At this moment, as I wrap it all up and shut ‘er down for the season, I’m about 94.5% certain I’ll be back to it next spring—which might make me the first person to ever take on this job two seasons running. I’m no longer my worst enemy, and I am up to the dare.
I have also identified the hardest part of this situation for me. It is not easy to live in a small community, as a single person without family. I’ve never felt deliberately excluded here, but I often feel overlooked as people default to the well-established social networks and nuclear familial interweaving of island life. It is for me to accept my human loneliness, while at the same time, reach out for the connection I needs.
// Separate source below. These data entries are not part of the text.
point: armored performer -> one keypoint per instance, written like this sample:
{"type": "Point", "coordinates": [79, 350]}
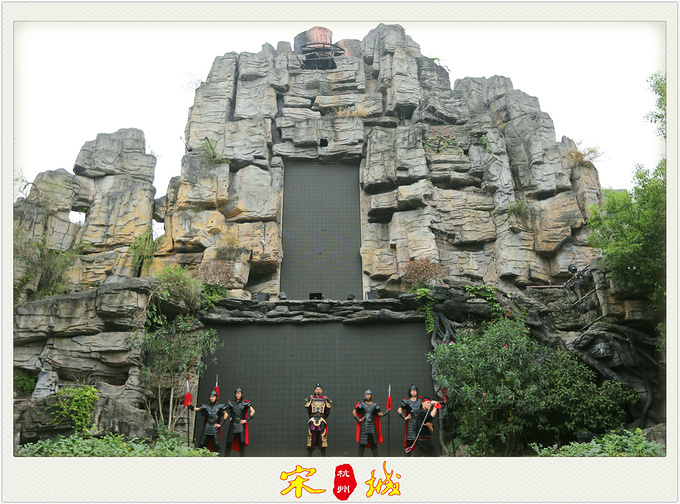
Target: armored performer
{"type": "Point", "coordinates": [423, 419]}
{"type": "Point", "coordinates": [408, 406]}
{"type": "Point", "coordinates": [369, 431]}
{"type": "Point", "coordinates": [318, 408]}
{"type": "Point", "coordinates": [240, 411]}
{"type": "Point", "coordinates": [214, 415]}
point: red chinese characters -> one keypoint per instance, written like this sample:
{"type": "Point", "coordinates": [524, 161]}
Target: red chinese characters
{"type": "Point", "coordinates": [344, 482]}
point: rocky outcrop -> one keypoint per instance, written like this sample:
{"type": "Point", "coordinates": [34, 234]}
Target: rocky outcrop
{"type": "Point", "coordinates": [470, 177]}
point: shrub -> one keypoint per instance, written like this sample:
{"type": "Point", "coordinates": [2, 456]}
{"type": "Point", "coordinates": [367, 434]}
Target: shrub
{"type": "Point", "coordinates": [584, 156]}
{"type": "Point", "coordinates": [143, 247]}
{"type": "Point", "coordinates": [507, 391]}
{"type": "Point", "coordinates": [518, 207]}
{"type": "Point", "coordinates": [24, 382]}
{"type": "Point", "coordinates": [350, 111]}
{"type": "Point", "coordinates": [443, 140]}
{"type": "Point", "coordinates": [491, 385]}
{"type": "Point", "coordinates": [42, 262]}
{"type": "Point", "coordinates": [174, 282]}
{"type": "Point", "coordinates": [573, 402]}
{"type": "Point", "coordinates": [216, 272]}
{"type": "Point", "coordinates": [84, 444]}
{"type": "Point", "coordinates": [613, 444]}
{"type": "Point", "coordinates": [76, 404]}
{"type": "Point", "coordinates": [421, 273]}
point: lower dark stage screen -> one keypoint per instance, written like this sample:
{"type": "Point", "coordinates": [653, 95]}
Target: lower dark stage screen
{"type": "Point", "coordinates": [277, 366]}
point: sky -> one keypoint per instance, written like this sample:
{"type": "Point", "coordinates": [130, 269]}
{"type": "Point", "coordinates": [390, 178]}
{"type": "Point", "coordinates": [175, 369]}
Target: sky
{"type": "Point", "coordinates": [75, 80]}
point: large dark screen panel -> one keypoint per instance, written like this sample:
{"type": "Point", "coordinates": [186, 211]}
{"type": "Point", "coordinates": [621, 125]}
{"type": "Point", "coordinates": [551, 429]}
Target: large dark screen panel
{"type": "Point", "coordinates": [278, 365]}
{"type": "Point", "coordinates": [321, 231]}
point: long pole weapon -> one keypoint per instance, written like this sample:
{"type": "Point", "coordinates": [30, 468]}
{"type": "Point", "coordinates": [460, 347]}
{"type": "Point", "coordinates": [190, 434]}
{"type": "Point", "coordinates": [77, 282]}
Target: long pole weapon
{"type": "Point", "coordinates": [388, 407]}
{"type": "Point", "coordinates": [421, 428]}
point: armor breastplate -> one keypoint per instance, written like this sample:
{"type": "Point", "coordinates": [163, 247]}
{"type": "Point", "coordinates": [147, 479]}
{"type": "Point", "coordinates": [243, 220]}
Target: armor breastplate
{"type": "Point", "coordinates": [411, 407]}
{"type": "Point", "coordinates": [317, 410]}
{"type": "Point", "coordinates": [238, 409]}
{"type": "Point", "coordinates": [211, 416]}
{"type": "Point", "coordinates": [368, 411]}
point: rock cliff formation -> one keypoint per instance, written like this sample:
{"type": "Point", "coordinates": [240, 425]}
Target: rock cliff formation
{"type": "Point", "coordinates": [470, 177]}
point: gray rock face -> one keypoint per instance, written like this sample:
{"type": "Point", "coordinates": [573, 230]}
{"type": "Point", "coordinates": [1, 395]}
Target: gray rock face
{"type": "Point", "coordinates": [469, 177]}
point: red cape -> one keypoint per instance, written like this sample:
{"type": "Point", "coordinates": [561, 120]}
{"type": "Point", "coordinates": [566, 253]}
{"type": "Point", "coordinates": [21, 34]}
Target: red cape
{"type": "Point", "coordinates": [378, 428]}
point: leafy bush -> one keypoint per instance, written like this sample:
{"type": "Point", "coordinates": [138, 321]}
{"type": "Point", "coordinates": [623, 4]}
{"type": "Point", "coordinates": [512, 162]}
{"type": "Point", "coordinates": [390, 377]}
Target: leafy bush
{"type": "Point", "coordinates": [443, 140]}
{"type": "Point", "coordinates": [423, 294]}
{"type": "Point", "coordinates": [491, 384]}
{"type": "Point", "coordinates": [613, 444]}
{"type": "Point", "coordinates": [420, 273]}
{"type": "Point", "coordinates": [518, 207]}
{"type": "Point", "coordinates": [143, 247]}
{"type": "Point", "coordinates": [584, 156]}
{"type": "Point", "coordinates": [174, 282]}
{"type": "Point", "coordinates": [506, 390]}
{"type": "Point", "coordinates": [76, 404]}
{"type": "Point", "coordinates": [213, 292]}
{"type": "Point", "coordinates": [84, 444]}
{"type": "Point", "coordinates": [42, 262]}
{"type": "Point", "coordinates": [24, 382]}
{"type": "Point", "coordinates": [573, 402]}
{"type": "Point", "coordinates": [216, 272]}
{"type": "Point", "coordinates": [630, 228]}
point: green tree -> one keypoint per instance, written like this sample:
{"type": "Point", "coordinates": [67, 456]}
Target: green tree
{"type": "Point", "coordinates": [507, 391]}
{"type": "Point", "coordinates": [657, 83]}
{"type": "Point", "coordinates": [171, 344]}
{"type": "Point", "coordinates": [630, 227]}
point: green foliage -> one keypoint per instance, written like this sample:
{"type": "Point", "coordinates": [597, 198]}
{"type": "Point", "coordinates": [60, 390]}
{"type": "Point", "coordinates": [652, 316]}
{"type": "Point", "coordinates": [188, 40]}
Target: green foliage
{"type": "Point", "coordinates": [573, 402]}
{"type": "Point", "coordinates": [630, 228]}
{"type": "Point", "coordinates": [423, 294]}
{"type": "Point", "coordinates": [613, 444]}
{"type": "Point", "coordinates": [421, 273]}
{"type": "Point", "coordinates": [142, 248]}
{"type": "Point", "coordinates": [75, 403]}
{"type": "Point", "coordinates": [169, 350]}
{"type": "Point", "coordinates": [483, 141]}
{"type": "Point", "coordinates": [518, 207]}
{"type": "Point", "coordinates": [42, 262]}
{"type": "Point", "coordinates": [174, 282]}
{"type": "Point", "coordinates": [443, 141]}
{"type": "Point", "coordinates": [24, 382]}
{"type": "Point", "coordinates": [84, 444]}
{"type": "Point", "coordinates": [507, 391]}
{"type": "Point", "coordinates": [584, 156]}
{"type": "Point", "coordinates": [657, 83]}
{"type": "Point", "coordinates": [491, 384]}
{"type": "Point", "coordinates": [488, 293]}
{"type": "Point", "coordinates": [211, 154]}
{"type": "Point", "coordinates": [213, 292]}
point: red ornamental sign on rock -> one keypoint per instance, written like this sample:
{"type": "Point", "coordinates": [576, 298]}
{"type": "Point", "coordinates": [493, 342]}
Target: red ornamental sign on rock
{"type": "Point", "coordinates": [344, 482]}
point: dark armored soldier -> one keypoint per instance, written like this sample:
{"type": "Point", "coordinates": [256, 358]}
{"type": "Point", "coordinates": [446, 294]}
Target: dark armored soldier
{"type": "Point", "coordinates": [369, 431]}
{"type": "Point", "coordinates": [318, 408]}
{"type": "Point", "coordinates": [408, 406]}
{"type": "Point", "coordinates": [240, 411]}
{"type": "Point", "coordinates": [423, 419]}
{"type": "Point", "coordinates": [214, 415]}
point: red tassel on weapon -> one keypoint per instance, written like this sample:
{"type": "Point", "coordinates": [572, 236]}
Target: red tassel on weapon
{"type": "Point", "coordinates": [187, 397]}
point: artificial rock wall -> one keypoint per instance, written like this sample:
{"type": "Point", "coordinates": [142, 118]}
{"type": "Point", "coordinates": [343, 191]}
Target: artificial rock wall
{"type": "Point", "coordinates": [470, 177]}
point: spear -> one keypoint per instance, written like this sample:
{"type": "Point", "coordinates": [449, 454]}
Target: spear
{"type": "Point", "coordinates": [388, 407]}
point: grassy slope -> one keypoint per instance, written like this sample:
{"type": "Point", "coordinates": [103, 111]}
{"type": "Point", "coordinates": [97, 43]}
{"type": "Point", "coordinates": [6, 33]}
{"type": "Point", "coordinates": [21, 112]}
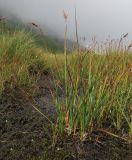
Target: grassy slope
{"type": "Point", "coordinates": [97, 88]}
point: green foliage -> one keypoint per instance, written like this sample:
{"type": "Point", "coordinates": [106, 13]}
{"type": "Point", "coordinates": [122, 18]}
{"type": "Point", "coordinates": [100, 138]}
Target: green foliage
{"type": "Point", "coordinates": [98, 94]}
{"type": "Point", "coordinates": [18, 53]}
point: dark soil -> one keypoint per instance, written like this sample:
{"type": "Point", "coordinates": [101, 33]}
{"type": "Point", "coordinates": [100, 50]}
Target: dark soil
{"type": "Point", "coordinates": [26, 135]}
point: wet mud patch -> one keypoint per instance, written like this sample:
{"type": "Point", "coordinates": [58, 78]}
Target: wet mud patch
{"type": "Point", "coordinates": [26, 135]}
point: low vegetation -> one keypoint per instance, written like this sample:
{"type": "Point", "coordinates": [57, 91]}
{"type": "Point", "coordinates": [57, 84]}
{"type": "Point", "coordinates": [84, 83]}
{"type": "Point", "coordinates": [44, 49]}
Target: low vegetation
{"type": "Point", "coordinates": [91, 91]}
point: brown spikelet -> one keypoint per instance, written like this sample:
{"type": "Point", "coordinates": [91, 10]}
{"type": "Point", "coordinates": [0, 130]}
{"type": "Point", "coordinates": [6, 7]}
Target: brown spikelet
{"type": "Point", "coordinates": [34, 24]}
{"type": "Point", "coordinates": [65, 15]}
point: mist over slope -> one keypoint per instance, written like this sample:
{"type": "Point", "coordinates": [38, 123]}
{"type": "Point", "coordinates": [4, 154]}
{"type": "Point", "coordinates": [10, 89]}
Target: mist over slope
{"type": "Point", "coordinates": [95, 18]}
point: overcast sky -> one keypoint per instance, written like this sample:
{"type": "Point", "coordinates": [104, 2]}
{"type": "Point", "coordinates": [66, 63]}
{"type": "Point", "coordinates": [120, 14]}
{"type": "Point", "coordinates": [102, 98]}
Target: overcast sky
{"type": "Point", "coordinates": [99, 18]}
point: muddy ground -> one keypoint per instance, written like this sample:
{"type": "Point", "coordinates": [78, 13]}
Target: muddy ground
{"type": "Point", "coordinates": [27, 135]}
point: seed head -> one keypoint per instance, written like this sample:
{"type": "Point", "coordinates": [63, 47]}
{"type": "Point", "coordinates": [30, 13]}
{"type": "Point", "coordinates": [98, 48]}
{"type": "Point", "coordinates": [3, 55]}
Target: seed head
{"type": "Point", "coordinates": [65, 15]}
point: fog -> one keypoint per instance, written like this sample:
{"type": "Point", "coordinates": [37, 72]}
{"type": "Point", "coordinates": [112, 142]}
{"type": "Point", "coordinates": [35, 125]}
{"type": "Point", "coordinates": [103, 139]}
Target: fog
{"type": "Point", "coordinates": [100, 18]}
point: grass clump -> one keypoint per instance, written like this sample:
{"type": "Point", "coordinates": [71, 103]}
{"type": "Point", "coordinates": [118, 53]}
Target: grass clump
{"type": "Point", "coordinates": [18, 54]}
{"type": "Point", "coordinates": [97, 94]}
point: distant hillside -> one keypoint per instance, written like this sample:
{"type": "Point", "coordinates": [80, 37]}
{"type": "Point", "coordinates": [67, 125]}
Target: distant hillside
{"type": "Point", "coordinates": [50, 43]}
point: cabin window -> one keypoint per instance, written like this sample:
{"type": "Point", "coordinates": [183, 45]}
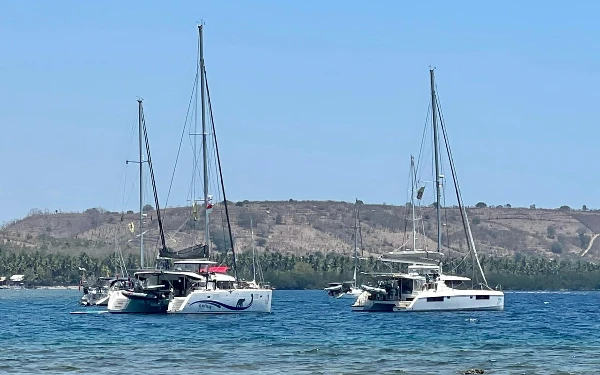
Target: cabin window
{"type": "Point", "coordinates": [435, 299]}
Hollyhock isn’t the end. There is a bigger picture, and it looks something like bringing a real life dharma center into being. With bicycles, of course. But right here, right now, this is the work I need to do. It is the mountain I need to climb and the river I need to ride. It is the Path.
And right this now, I am so ready for a vacation. I’ve worked my butt off and I damn well deserve it. Next week I will move back to Vancouver to reconnect with my sangha and switch up the flow. I may go somewhere hot for a bit, in search of sand and ceviche…and/or, bunker down and go inward. Relax, rejuvenate, create.
I’m dreaming of a podcast — a Bicycle Buddha podcast. Stay tuned. I’ll be writing.
Hi again! I’m back. I never went anywhere. I’m on my way. And you?